Mesa County came in at 172nd for wage and salary growth between 2012 and 2013 relative to the national average and 199th for wage and salary growth between 2008 and 2013 relative to the national average.

Mesa County also ranked low for two measures of the output of high-tech companies: 158th for growth between 2009 and 2014 relative to the national average and 175th for growth between 2013 and 2014 relative to the national average.

Pueblo, the only other Colorado city ranked among small metro areas in the 2015 index, dropped 44 spots but still came in at 81st overall.

Among the 200 large metropolitan areas ranked by the Milken Institute, Greeley came in highest among Colorado cities at ninth after moving up five spots from last year.

Fort Collins moved up three places to 14th, while the combined Denver, Aurora and Lakewood area slipped four spots to 16th. Boulder fell nine spots to 22nd.

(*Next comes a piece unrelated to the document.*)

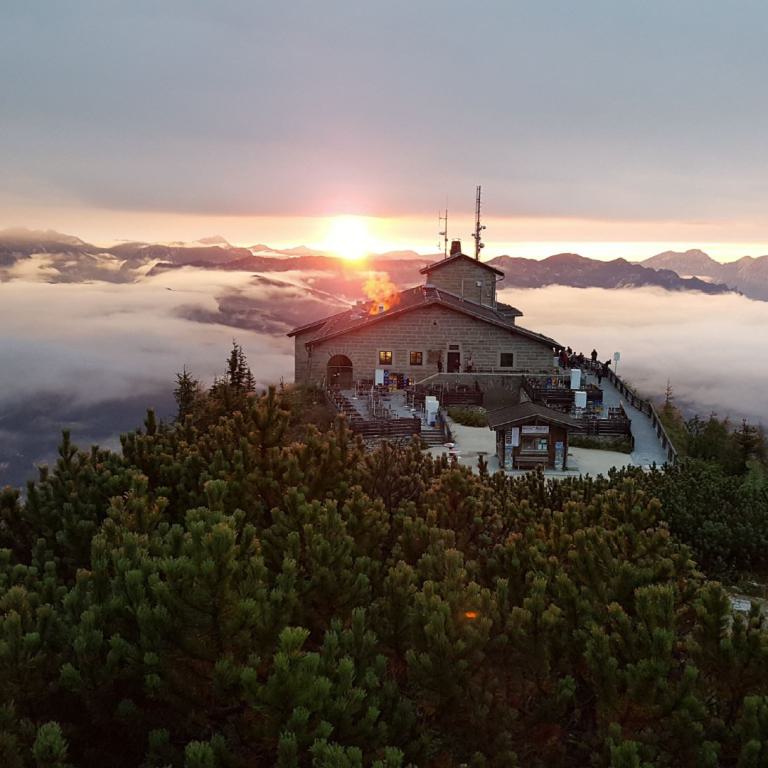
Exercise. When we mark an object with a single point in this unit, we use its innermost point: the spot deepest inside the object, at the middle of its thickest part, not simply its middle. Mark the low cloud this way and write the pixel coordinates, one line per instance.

Among small metropolitan areas, Fargo, N.D., remained the top-ranked location on the list with its diversified economy overcoming a downturn in the energy sector. Bismark, N.D., moved up two spots to second. Ames, Iowa, jumped 11 places to third, followed by the Jamesville-Beloit area of Wisconsin in fourth and Odessa, Texas, in fifth.

Among large metro areas, San Jose moved up three spots to No. 1. San Francisco dropped a spot to second, while the Provo and Orem area of Utah remained third. Austin followed at fourth and Dallas at fifth.

“This year’s Best-Performing Cities index tells a tale of two sectors — technology and oil— moving regional economies in opposite directions,” said Ross DeVol, chief research officer of the Milken Institute. “In the shale oil patch, plummeting energy prices are undercutting the performance of those metros reliant on the sector, such as Tulsa and El Paso. But in top 25 cities such as San Francisco, Austin, Seattle and Denver, the softer side of high tech is fueling urban economies.”